A memoir need not be completely truthful for me to enjoy it, but it does have to offer some insight into a life that I would not otherwise have been afforded. Lies themselves can often offer that insight. One point with which I agree in A Jane Austen Education is that sharing personal stories can be a gift to others, a sign of trust, a peek into an extended view of humanity. The share need not be large. Tell me about your crazy dream life or what you wanted to be as a child. Just don't manipulate your rather ordinary rites of passage through life to correspond with your reading schedule through Jane Austen. It will not sit well with me.
Former literature professor, William Deresiewicz, breaks his memoir into seven sections - one for each of Jane Austen's novels plus a conclusion. The premise is that he learned an important life lesson from each of Austen's novels at just the right time in his life.
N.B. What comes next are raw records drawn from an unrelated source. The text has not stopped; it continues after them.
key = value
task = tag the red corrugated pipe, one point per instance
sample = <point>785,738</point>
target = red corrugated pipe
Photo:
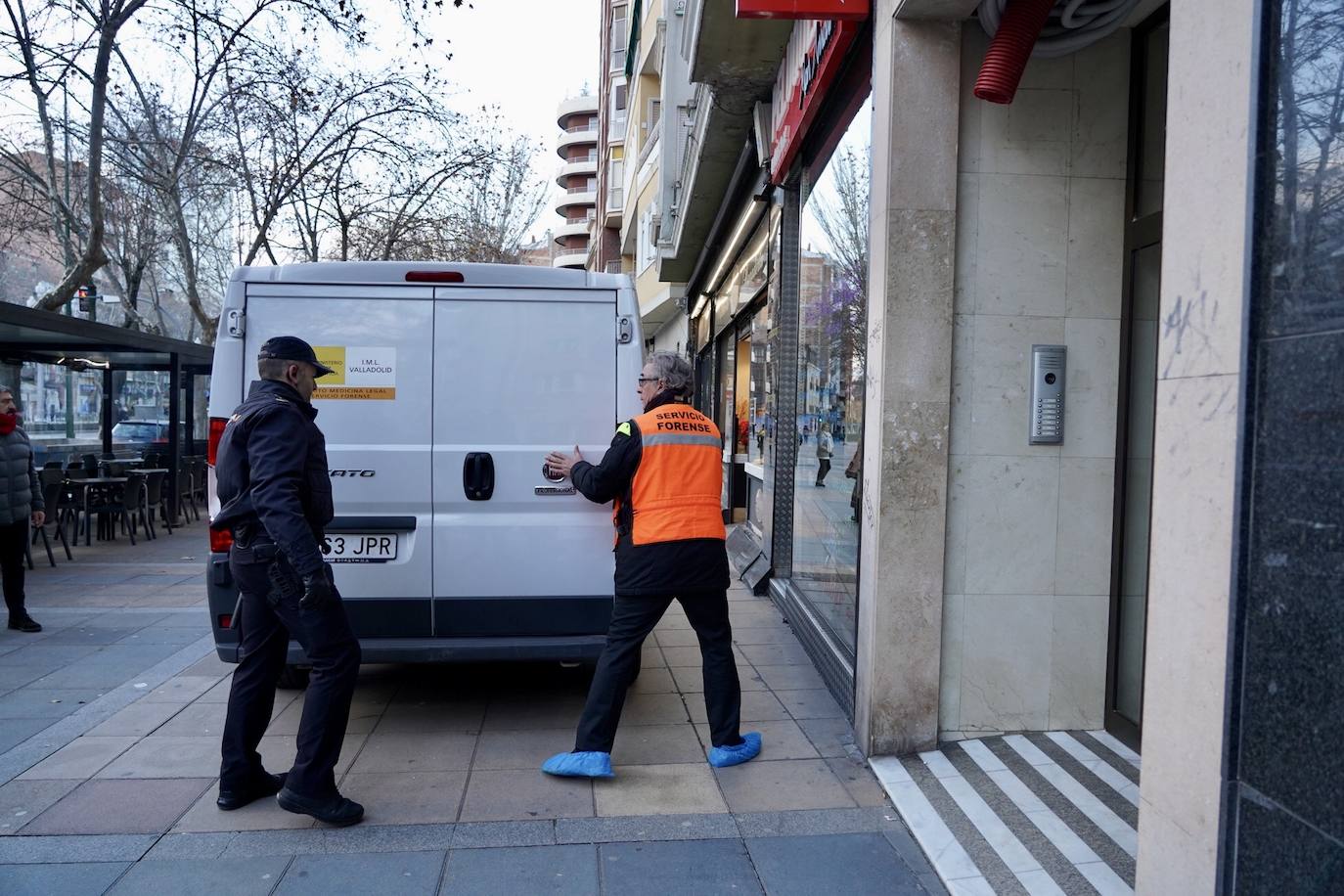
<point>1010,47</point>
The portions that discuss just Austen's books were of some interest to me, but without much depth or anything I did not already know about Austen. Just a pleasant reminder of why Austen still sits atop the canon despite an occasionally underestimated simplicity to her work. But the rest of the book annoyed me. More than a little in parts.
Is a man reading Austen such a rarity that we celebrate it in entire books? Does an appreciation of modernism automatically exclude an appreciation of Austen? Are life lessons like "Pay attention to the everyday things" and "Be honest with your friends" only learned through Austen? The author would have come around to these things eventually with or without her. We can only hope. This book strikes me as an attempt to capitalize on the popularity of Austen, and as obvious pandering to legions of her fans. Nicely packaged, well-written, but perhaps he should have utilized his obviously extensive knowledge of Jane to better end.